Le comportement de toute personne confrontée à ce genre d’images est d’"aller vers", c’est-à-dire de ne se situer que dans l’émotion positive, la confiance, le désir de protection (à la fois de protéger et d’être protégé), d’harmonie, de douceur, de pureté. Une publicité comme celle d’Evian avec "Live Young" est très astucieusement conçue pour inciter à l’achat, parce qu’elle promet à tout un chacun de retrouver le bébé qui est en lui. Le slogan, les images de bébé, et le visuel de l’eau sont une forme de représentation du ventre maternel, le cocon protecteur par excellence. Et la promesse du slogan est de vivre toute sa vie comme si on était un bébé. C’est-à-dire protégé par l’eau qui empêche les choses dures de la vie d’atteindre celui qui la boit. Une sorte de fontaine de jouvence en somme. On retrouve cette promesse de protection et de douceur dans d’autres produits.
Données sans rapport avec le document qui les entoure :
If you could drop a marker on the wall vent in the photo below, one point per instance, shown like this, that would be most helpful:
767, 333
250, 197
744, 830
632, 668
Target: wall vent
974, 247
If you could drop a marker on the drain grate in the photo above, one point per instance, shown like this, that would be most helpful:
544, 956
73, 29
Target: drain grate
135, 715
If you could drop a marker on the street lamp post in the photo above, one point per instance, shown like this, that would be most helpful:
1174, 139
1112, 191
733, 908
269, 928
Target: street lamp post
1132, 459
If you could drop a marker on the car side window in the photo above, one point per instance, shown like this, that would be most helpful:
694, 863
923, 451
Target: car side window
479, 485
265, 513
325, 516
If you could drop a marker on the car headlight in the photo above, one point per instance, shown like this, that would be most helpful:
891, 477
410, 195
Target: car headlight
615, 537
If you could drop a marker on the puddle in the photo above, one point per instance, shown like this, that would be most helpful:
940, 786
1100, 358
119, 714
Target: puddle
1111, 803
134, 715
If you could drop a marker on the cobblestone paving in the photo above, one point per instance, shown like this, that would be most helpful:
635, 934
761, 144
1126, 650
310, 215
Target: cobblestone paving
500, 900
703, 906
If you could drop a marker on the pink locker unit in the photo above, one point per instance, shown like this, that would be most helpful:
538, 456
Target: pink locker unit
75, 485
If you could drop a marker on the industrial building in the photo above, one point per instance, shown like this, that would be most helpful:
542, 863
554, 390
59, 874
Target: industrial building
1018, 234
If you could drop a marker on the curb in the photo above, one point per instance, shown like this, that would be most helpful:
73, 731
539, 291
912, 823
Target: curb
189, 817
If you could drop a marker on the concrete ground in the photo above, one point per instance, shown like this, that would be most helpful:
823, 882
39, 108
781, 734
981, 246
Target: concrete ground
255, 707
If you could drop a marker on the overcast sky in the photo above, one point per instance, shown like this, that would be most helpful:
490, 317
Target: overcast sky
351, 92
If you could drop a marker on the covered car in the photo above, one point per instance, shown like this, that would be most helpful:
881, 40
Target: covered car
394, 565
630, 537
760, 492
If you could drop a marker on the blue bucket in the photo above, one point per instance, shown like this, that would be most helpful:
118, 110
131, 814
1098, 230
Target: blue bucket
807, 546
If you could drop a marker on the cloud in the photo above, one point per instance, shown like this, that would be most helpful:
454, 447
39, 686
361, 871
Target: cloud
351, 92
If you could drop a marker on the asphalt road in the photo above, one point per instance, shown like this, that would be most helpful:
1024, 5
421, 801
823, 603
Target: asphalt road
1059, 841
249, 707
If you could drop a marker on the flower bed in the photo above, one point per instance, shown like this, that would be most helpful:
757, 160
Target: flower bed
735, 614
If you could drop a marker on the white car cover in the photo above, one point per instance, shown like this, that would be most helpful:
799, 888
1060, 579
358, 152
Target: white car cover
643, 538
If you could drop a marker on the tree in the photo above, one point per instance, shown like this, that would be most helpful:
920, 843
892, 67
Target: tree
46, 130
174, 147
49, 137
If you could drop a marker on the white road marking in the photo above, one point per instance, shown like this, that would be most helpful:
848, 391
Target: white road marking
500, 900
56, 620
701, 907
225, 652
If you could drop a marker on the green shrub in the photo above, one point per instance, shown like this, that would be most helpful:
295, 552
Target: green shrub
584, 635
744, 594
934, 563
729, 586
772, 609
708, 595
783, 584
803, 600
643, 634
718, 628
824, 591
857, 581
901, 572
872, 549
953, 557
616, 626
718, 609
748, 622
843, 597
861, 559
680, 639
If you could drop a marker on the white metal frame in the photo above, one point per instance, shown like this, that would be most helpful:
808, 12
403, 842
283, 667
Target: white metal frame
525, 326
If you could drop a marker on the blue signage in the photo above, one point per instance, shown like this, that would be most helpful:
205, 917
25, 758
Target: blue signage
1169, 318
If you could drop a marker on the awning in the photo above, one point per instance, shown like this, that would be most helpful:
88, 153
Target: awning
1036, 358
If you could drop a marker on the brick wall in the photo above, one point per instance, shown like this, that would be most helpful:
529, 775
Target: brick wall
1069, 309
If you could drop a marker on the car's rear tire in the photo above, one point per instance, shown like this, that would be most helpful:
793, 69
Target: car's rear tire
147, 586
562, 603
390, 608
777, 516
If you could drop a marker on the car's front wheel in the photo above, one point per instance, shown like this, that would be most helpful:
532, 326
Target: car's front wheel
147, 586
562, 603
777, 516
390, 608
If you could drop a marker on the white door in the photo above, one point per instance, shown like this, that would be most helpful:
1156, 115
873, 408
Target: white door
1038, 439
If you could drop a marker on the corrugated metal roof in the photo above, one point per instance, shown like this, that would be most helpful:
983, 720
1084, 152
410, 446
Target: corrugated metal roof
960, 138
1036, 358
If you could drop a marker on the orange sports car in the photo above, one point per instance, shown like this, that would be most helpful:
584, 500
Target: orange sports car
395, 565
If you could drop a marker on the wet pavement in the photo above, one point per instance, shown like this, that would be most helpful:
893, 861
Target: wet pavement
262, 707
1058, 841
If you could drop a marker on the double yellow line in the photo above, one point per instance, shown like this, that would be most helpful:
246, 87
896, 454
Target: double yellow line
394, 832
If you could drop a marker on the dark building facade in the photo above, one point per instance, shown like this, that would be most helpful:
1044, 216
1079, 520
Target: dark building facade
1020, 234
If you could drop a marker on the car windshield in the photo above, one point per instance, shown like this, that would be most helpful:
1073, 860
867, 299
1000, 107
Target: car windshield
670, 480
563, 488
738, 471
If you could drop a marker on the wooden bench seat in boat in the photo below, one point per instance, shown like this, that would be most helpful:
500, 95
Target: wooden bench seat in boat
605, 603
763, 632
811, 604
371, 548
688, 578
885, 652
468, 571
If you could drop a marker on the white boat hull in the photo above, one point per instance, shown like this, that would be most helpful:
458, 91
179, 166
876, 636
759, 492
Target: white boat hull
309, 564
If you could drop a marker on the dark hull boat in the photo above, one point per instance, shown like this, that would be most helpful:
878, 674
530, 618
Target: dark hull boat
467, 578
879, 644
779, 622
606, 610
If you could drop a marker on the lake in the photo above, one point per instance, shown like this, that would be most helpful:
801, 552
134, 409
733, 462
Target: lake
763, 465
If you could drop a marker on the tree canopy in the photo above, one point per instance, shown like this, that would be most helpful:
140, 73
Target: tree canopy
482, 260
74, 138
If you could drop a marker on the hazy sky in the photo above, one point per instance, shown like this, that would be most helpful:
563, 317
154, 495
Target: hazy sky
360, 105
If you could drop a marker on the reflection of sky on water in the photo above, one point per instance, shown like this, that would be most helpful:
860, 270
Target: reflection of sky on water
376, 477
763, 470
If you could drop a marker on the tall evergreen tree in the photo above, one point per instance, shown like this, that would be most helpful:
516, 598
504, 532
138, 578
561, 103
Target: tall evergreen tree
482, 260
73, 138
Comme les voitures dont les formes ont tendance à être de plus en plus arrondies et les couleurs de plus en plus acidulées. Quoi de mieux pour vendre une voiture que de faire appel au besoin de protection ? Surtout à une époque où on insiste (à juste titre) sur les dangers de la route. Même chose pour la tendance des cosmétiques à proposer des produits aux couleurs acidulées et aux parfums fruités, en insistant sur leur dimension ludique. Ou les produits de bien-être (des cosmétiques aux bougies d’intérieur en passant par les produits ménagers) qui mobilisent des références à l’univers zen. On retrouve des visuels ronds, aux couleurs pastels, qui promettent l’harmonie, la douceur, la sérénité. On a donc un vaste marché du cocon protecteur, et des stratégies marketing qui y sont associées, qui vont d’ailleurs jusqu’au marché bio, puisque c’est l’idée d’une nature protégée qui protège la santé en retour, autrement dit de la Mère Nature, qui est mise en évidence. Autrement dit, le "cute" ou le "kawaï" n’est que la partie émergée de l’iceberg d’un immense marché du cocon protecteur qui se décline de multiples façons. Mais on va rester ici sur le thème du mignon.

Que cela peut-il nous dire sur notre société, notre rapport aux images et les émotions que celles-ci font émerger ?

Le phénomène "cute" fonctionne parce que dans notre société, l'individu vit dans l'incertitude de la crise, l'angoisse du chômage ou du déclassement, associé à une très forte responsabilisation. C'est-à-dire que depuis les années soixante, l'idée de destin de classe n'a plus cours. Avant, pour se construire l’individu suivait le chemin balisé par les institutions qui lui assignaient une place en fonction de son origine sociale. Depuis les années 60, une autre norme de construction de l’individualité s’est installée. On demande désormais à l’individu d’inventer sa vie, d’être maître de son propre destin, indépendamment des assignations de classes sociales, de genre ou d’origine ethnique. L'individu devient alors le seul responsable de ses réussites et de ses échecs, y compris quand il est confronté à une situation comme la crise actuelle, incertaine et violente sur laquelle il n’a pas entièrement prise. En bref, le "kawaï" parle de notre société en la décrivant comme une société où la consommation se fait sur le mode de la consolation, pour se sentir protégé d’un monde incertain.